As I prepare my ego for an unsuspected retreat --moving back home to Olympia with my parents-- I reflect on the concept of "home".
What is home? Is a house a home?
I'm reading a book called Life Would be Perfect if I Lived in That House, in which the author says, "if there's anything I've learned over the many years and many moves, it's this: a house is not the same as a home. Despite certain Muzak-sounding catchphrases of the real estate world -- "home buyer," "home sales," "home loans" -- the words "house" and "home" are not interchangeable. Your buy a house, but you make a home. You do not shop for a "home" anymore than you'd shop for a life."
I've always quarreled with my house. Like siblings, we irritate each other, a sentiment laced with unconditional love and affection. I used to wish my house were one of those new, pale-colored fixtures with white trim, plush carpets, pergo floors, and a perfectly manicured 4x4 backyard.

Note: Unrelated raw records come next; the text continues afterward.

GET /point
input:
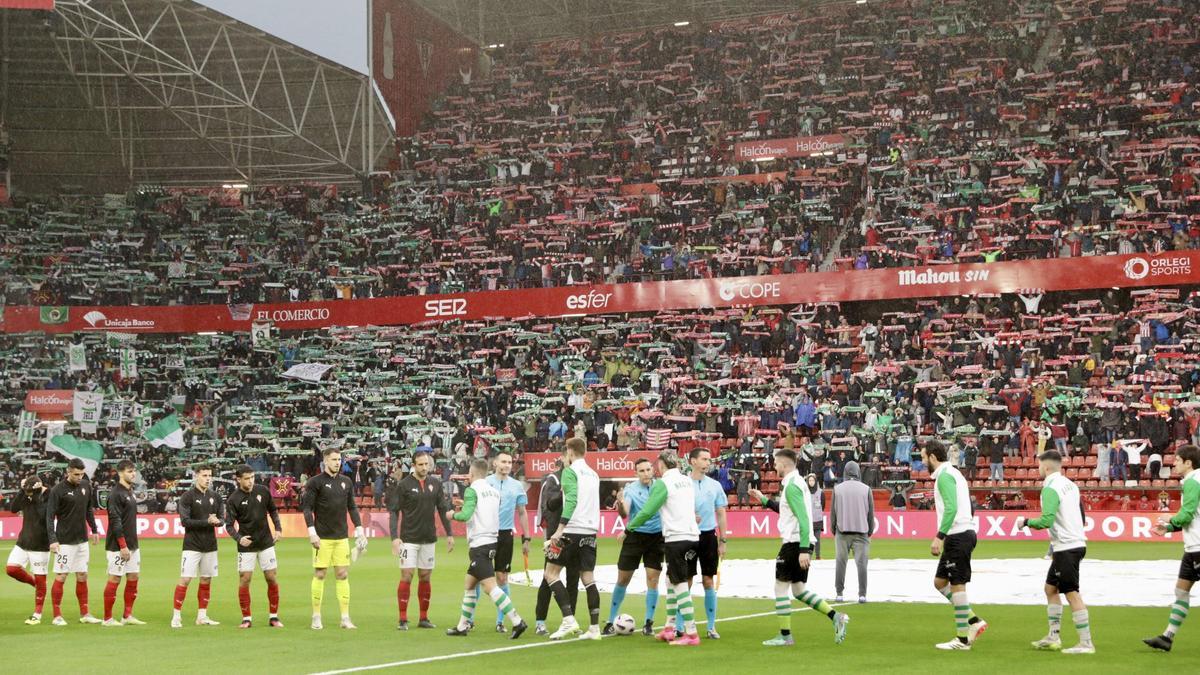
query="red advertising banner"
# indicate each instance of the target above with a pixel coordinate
(49, 400)
(1063, 274)
(997, 525)
(27, 4)
(798, 147)
(606, 465)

Our house is a litany of never-ending DIY projects. It conjures dust faster than the inside of a Dirt Devil, the windows are never clean, strange stale odors linger from pets past, and the furniture is anything but coordinated. To me, our expansive backyard only meant the chore of lawn-mowing, and the likely probability of stepping in sneaky, hidden dog shit.
I suspect that many, like myself, began to appreciate their childhood home as soon as they left it, either willfully or not. Thanksgiving break of my Freshman year, the familiar living room satisfied my pangs of homesickness and lulled my criticisms. For the time being.
My house is home.
One year, Olympia experienced a week-long power outage. Since our house runs primarily on propane, gathered on blankets near the fireplace, my mom gave myself and my two best girlfriends a most memorable and entertaining sex-talk.
Two years ago this fall, my parents were re-married at the head of our dining room table in an intimate ceremony.
That was the second wedding our home has housed. Not to mention the various parties and potlucks and annual dinner parties that I myself began to host for a few close friends.
And I am teeming with memories and smells from houses of friends. Houses are such intimate portals into family culture, the real innards of a family's dynamic. The magnetic decor on a refrigerator alone can give you extensive insight into a family's values. Houses have discernible smells, usually consisting of a combination of laundry detergent mixed with one parent's prevailing hobby, like skiing or painting.
When I was younger, I loved how if I sniffed an item left in my room, I could almost always discern its rightful owner.
Houses are also not homes. We manicure our lawns, obsessively clean, we decorate and re-decorate. We see our house as a reflections of us, and we want our reflection to be spotless. It's like in those episodes of Hoarders, when the house looks perfectly normal from the outside, but upon opening the door, viewers are exposed to a chaotic and often disgusting mess. Houses allow us to live inside a facade that we can prune or manicure or leave well alone.
Exiting my apartment this morning, the door to my left was slightly ajar, and I couldn't resist the temptation to look inside. Every day, I come home to a short hallway of closed, black doors. I suppose I had assumed that nothing existed beyond the doors. To my surprise there was bright green and yellow wall paper, carpet, tile, and a strong foul smell of cigarettes.
Houses are homes, and so much more. We have evolved to live a domesticated life, inside these structures.
I wonder what a homeless person would say about a house.